The production at Chapel off Chapel had dancer Arisa Yura in her glorious kimono, setting the scene as an incarnation of the Japanese Princess, with geisha-like attitudes, deft fan gestures and a final revealing disrobe during the Overture. The two singers were also put through their physical paces as masked comic figures jumping about the central figure when the music became more energetic.

Authenticity in the costuming complemented Christina Logan Bell’s set design and Lucy Birkinshaw’s lighting design. The action unfolded on a simple raised platform with tatami-like flooring and a backdrop evoking gilded Satsuma ware and floral embroidery. Surtitles were projected onto the upper section of the backdrop depicting a roof of wooden shingles. It is hard to imagine surtitles being presented in a more appropriate way. At various points translations from the French were projected in both English and Japanese, thereby accentuating the Oriental element. Saint-Saëns included an actual Japanese poem for the soprano and Arisa Yura declaimed part of the text in Japanese between the phrases a lovely song for the soprano.

For all these emblems of Japanese culture the opera is actually set in the Netherlands – a reminder that the Dutch East India Company provided an early gateway into Japan and fuelled the passion for that mysterious otherness that beguiled Saint-Saëns himself. Although the plot is farcical this imaginative production managed to inject emotional depth while maintaining the entertaining absurdity of the situation. Saint-Saëns’ music was treated with respect and we were persuaded to care about the romantic entanglements besetting affianced cousins Kornélis and Léna that propel the action.

As the deluded Kornélis, Robert Macfarlane made an engaging comic figure. The exceptional warmth and ease of his vocal production were very well suited to the attractive lyricism of Saint-Saëns’ score and did much to counterbalance the idiocy and, at one point, the violence of Kornélis’ character. His actions under the influence of absinthe conveyed an endearing lack of guile, especially when being manipulated by the spirit persona of Arisa Yura.

Coloratura soprano Kate Macfarlane (yes, they are married) also sang and acted with assurance. Her tone was clear and her top notes strong and vibrant.
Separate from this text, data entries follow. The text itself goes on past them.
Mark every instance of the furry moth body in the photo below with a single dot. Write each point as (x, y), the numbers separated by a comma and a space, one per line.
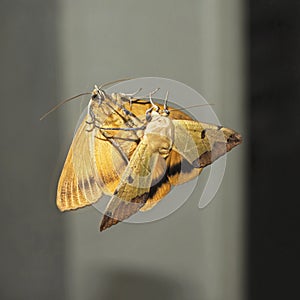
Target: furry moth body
(117, 151)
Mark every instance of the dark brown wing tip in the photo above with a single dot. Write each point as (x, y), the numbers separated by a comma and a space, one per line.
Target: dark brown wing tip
(107, 222)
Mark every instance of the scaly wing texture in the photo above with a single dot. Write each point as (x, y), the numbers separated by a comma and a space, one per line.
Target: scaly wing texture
(201, 143)
(78, 184)
(133, 190)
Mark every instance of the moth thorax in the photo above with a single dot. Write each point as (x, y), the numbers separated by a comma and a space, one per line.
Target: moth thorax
(162, 126)
(159, 143)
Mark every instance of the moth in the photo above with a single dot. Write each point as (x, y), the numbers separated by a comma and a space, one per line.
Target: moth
(135, 150)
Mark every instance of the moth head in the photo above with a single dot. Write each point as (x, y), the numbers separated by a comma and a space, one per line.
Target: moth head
(98, 95)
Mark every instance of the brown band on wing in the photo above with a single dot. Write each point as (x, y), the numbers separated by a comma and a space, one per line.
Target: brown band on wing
(124, 210)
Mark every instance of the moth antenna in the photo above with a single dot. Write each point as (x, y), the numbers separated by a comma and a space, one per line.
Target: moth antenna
(133, 94)
(113, 82)
(62, 103)
(192, 106)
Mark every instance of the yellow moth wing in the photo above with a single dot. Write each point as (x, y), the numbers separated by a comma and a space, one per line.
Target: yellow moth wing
(77, 186)
(132, 192)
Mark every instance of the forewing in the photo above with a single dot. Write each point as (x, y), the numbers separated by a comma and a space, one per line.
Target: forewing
(78, 184)
(133, 190)
(201, 143)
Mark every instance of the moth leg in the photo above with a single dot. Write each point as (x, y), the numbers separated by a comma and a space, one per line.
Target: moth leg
(116, 145)
(165, 111)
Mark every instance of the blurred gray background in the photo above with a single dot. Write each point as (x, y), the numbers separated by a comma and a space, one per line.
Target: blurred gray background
(51, 50)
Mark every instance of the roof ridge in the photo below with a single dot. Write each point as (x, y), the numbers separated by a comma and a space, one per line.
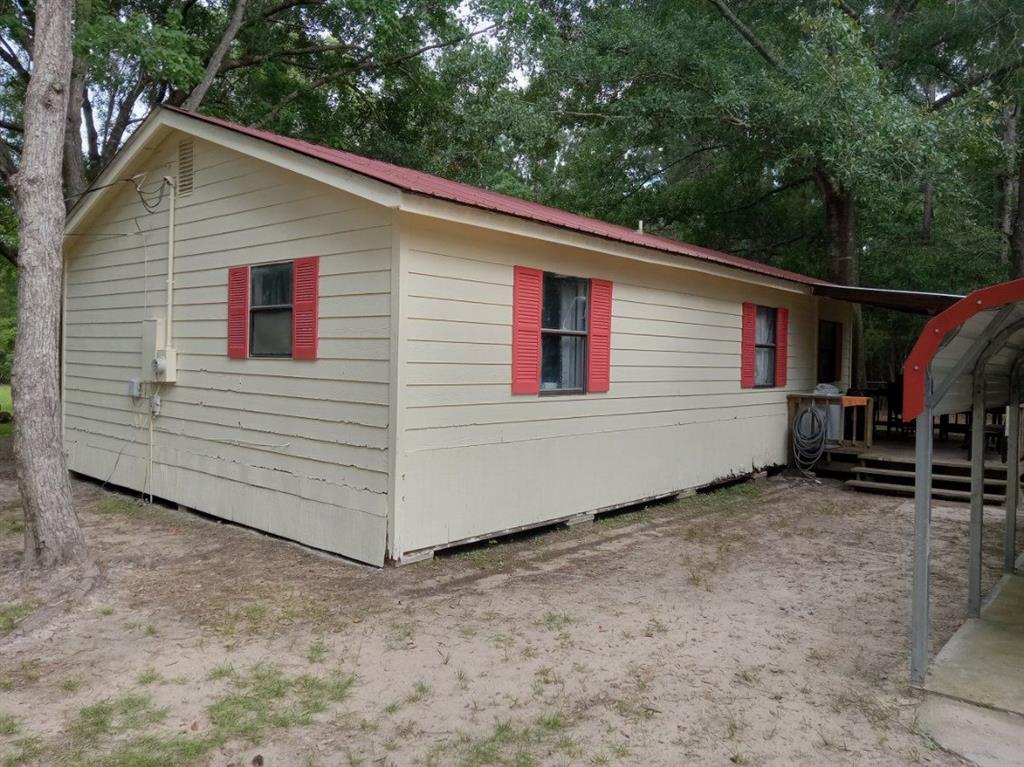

Accompanied by Jasper Ly’s mellow oboe, her singing of Léna’s aria of resignation as she farewelled her cherished hopes was particularly touching. Her shifts between longing, fear and happiness as she was confronted with an hallucinating Kornélis, who finally manages to sleep off both the drug and the delusion and genuinely embrace her, were nicely graduated and convincing. The staging of her discarding of the robes as Kornélis came to his senses tied in beautifully with the unwrapping sequence of the opening scene.

Although all of the singing was in French, extended passages of dialogue were delivered in expressive, clearly articulated English, making the work highly accessible. The text had been slightly modified to include some contemporary references without too much anachronistic creaking.

This will probably be the only opportunity for opera lovers to see Saint-Saëns’ little gem. With a small, capable orchestra under the direction of Lyric’s highly accomplished Artistic Director, Pat Miller, some exceptionally fine singing and a beautiful production of fascinating invention, Lyric has once again created an operatic treat that should not be missed.

With a double cast of singers, there will be another two performances on each of four nights: Tuesday and Wednesday at 6 & 8pm and Friday and Saturday at 7 & 9pm, there are still opportunities to get tickets.